Mantan penyerang Barcelona mempertanyakan kredibilitas Lamine Yamal: ‘Dia memiliki ego yang meningkat’

5
0


Tersingkirnya Barcelona dari Liga Champions di tangan Atletico Madrid terus menimbulkan reaksi keras, namun hanya sedikit yang sekeras komentar yang dilontarkan oleh mantan pemain Barcelona tersebut. Blaugrana penyerang Christophe Dugarry.

Pelatih asal Prancis itu secara terbuka mempertanyakan dampak dan mentalitas Lamine Yamal, memberikan penilaian pedas setelah kekalahan tersebut.

Yamal, yang secara luas dianggap sebagai salah satu talenta muda paling cemerlang di dunia sepak bola, telah menjadi tokoh kunci dalam lini serang Barcelona musim ini.

Apa yang dikatakan Dugarry?

Oleh karena itu, Dugarry yakin remaja tersebut gagal memberikan hasil pada saat yang paling penting, terutama dalam pertandingan Eropa yang berisiko tinggi.

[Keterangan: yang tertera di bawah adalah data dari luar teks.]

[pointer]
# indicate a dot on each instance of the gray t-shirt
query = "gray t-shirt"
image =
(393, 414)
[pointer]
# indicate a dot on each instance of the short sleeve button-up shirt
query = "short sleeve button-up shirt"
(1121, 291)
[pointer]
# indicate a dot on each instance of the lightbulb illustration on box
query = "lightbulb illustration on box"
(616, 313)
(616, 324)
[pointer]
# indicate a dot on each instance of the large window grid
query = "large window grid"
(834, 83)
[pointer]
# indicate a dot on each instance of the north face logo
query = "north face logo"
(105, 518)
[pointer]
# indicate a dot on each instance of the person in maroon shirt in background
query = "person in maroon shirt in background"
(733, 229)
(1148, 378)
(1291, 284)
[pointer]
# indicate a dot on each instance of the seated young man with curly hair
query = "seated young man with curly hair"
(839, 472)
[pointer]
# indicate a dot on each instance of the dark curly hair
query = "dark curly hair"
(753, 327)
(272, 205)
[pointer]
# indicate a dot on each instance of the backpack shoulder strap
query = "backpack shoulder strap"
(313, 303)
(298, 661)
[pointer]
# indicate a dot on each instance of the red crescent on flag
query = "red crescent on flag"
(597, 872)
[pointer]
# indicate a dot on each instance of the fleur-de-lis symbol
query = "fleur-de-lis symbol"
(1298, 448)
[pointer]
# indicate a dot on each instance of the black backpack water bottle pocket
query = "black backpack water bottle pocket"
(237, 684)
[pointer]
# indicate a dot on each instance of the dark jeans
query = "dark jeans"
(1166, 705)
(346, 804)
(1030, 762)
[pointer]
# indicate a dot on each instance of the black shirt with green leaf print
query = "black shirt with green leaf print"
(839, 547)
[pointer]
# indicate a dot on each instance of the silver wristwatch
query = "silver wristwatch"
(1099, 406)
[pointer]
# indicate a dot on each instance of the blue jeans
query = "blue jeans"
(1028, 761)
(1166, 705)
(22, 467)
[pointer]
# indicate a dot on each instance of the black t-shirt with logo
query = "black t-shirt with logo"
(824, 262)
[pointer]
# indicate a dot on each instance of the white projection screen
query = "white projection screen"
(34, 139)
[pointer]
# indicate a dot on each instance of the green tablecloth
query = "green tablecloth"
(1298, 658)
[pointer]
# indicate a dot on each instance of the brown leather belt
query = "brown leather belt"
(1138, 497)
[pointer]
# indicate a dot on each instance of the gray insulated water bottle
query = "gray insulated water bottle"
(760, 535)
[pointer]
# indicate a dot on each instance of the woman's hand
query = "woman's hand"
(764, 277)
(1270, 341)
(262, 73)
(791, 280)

Berbicara kepada RMC (h/t SPORT), mantan pemain Barcelona itu tidak hanya mengkritik penampilan Yamal, tetapi juga sikapnya, dengan mengatakan bahwa anak muda tersebut terlalu vokal tanpa mendukungnya secara konsisten di lapangan.

“Jika kamu ingin banyak bicara, pastikan timmu mampu untuk menang. Di dunia apa kamu tinggal, Nak? Di dunia nyata, kamu tidak melakukan apa-apa,” dia mulai berkata.

Dugarry mengkritik keras Lamine Yamal. (Foto oleh Angel Martinez/Getty Images)

Kritik tidak berhenti di situ, Dugarry melanjutkan membedah penampilan Yamal dalam pertandingan tersebut, mengakui kontribusi awalnya tetapi mempertanyakan pengaruhnya secara keseluruhan selama 90 menit penuh.

“Dia mencetak gol pada menit ke-4. Lalu? Dia membuktikan bahwa dia tidak masuk dalam nominasi Ballon d’Or.”

“Dembele pasti akan mencetak beberapa gol lagi. Little Lamine mendapatkan momen kejayaannya dan tidak lebih dari itu.

“Jelas, dia punya bakat, tapi dia masih jauh dari yang terbaik di dunia.”

Terakhir, sambil menegaskan pendiriannya, mantan pemain internasional Prancis, yang hanya bermain 13 pertandingan untuk Barcelona dalam satu-satunya musimnya, mempertanyakan pengaruh dan mentalitas sang pemain, dengan menyatakan,

“Saya sama sekali tidak yakin Barca layak lolos melawan Atletico, mengingat performa Lamine Yamal. Dia punya ego yang tinggi,” dia menyimpulkan.